Budget airline’s systems hacked – 2,200 customers’ credit card details accessed

Hacking danger

North West customers of budget airline easyJet could be at risk from a security hack of the company’s systems.

The carrier revealed today that it was the target of an attack “from a highly-sophisticated source”.

It warned the attack accessed the email address and travel details of around nine million customers. Of those, the airline found that the credit card details of 2,208 customers were accessed.

The airline is an established operation in the North West, with 86 routes out of Manchester Airport, and 31 from Liverpool John Lennon Airport.

It said as soon as it became aware of the hack it took immediate steps to respond to, and manage, the incident, and engaged leading forensic experts to investigate the issue.

It has also notified the National Cyber Security Centre and the Information Commissioner’s Office (ICO), adding: “We have closed off this unauthorised access”.

The airline said it will contact the affected customers in the next few days: “If you are not contacted then your information has not been accessed.”

It said passport details and credit card details of these customers were not accessed.

People who had their credit card details accessed are being contacted and offered support.

The airline said: “We’re sorry that this has happened, and we would like to reassure customers that we take the safety and security of their information very seriously.”

Chief executive, Johan Lundgren, added: “We take the cyber security of our systems very seriously and have robust security measures in place to protect our customers’ personal information. However, this is an evolving threat as cyber attackers get ever more sophisticated.

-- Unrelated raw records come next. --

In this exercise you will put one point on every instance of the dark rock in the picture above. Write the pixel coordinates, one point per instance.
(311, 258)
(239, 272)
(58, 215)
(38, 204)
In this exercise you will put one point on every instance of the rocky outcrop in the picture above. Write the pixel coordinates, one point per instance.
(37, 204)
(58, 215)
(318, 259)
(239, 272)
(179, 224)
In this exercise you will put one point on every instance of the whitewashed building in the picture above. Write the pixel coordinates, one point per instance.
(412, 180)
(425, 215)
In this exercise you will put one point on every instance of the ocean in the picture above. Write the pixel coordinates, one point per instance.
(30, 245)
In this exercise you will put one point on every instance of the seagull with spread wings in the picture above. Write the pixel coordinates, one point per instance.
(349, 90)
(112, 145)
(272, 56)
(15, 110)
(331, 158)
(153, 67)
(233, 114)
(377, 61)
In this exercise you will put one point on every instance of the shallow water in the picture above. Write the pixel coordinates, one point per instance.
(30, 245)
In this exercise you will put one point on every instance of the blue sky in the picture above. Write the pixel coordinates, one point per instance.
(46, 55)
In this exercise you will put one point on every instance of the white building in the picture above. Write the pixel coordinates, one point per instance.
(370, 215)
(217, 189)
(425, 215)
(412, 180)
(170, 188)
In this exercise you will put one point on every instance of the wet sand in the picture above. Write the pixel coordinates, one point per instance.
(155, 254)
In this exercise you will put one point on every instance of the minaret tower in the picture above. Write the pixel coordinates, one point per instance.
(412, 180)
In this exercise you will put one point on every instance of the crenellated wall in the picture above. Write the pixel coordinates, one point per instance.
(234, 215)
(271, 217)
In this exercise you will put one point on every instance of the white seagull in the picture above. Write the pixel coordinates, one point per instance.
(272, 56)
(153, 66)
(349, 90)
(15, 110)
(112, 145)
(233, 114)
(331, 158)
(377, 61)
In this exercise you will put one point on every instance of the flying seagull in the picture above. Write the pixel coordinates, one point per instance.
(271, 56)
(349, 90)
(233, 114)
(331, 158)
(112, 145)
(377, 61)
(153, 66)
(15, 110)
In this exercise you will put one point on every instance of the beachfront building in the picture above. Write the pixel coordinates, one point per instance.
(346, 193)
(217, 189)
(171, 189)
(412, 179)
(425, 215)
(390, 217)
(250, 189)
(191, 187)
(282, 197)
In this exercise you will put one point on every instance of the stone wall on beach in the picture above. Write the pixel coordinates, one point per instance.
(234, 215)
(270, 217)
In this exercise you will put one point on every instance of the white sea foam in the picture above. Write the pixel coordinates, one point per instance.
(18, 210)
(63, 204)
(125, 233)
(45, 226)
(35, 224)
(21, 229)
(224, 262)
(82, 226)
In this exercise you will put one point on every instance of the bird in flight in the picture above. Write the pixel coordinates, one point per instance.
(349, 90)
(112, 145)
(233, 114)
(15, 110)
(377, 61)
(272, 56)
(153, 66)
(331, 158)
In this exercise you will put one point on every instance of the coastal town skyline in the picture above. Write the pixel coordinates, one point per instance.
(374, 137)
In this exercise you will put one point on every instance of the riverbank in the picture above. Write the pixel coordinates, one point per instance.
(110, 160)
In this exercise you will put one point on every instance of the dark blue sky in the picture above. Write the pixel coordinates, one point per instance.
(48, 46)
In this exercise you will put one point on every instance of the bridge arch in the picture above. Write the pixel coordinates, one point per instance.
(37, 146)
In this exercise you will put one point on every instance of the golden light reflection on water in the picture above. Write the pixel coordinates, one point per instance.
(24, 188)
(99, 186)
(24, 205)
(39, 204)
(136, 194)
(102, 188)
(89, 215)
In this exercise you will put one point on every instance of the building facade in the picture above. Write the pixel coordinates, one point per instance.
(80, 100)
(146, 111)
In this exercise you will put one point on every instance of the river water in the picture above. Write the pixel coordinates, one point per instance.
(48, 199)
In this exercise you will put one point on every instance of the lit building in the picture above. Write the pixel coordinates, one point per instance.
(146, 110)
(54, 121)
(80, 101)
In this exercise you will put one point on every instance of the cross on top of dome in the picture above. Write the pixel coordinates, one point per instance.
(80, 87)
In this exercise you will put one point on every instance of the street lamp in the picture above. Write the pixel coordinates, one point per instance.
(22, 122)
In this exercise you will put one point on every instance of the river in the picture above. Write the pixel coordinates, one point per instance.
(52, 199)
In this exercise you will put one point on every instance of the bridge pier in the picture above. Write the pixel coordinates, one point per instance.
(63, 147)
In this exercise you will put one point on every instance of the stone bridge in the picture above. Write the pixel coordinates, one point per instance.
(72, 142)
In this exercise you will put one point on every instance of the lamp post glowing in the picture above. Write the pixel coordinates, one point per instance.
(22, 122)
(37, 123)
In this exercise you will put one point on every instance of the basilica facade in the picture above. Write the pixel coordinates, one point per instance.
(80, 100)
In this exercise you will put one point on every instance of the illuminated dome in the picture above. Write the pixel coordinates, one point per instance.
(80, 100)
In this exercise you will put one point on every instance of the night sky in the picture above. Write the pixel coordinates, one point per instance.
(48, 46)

“Since we became aware of the incident, it has become clear that owing to COVID-19 there is heightened concern about personal data being used for online scams.

“As a result, and on the recommendation of the ICO, we are contacting those customers whose travel information was accessed and we are advising them to be extra vigilant, particularly if they receive unsolicited communications.

“Every business must continue to stay agile to stay ahead of the threat. We will continue to invest in protecting our customers, our systems, and our data.

“We would like to apologise to those customers who have been affected by this incident.”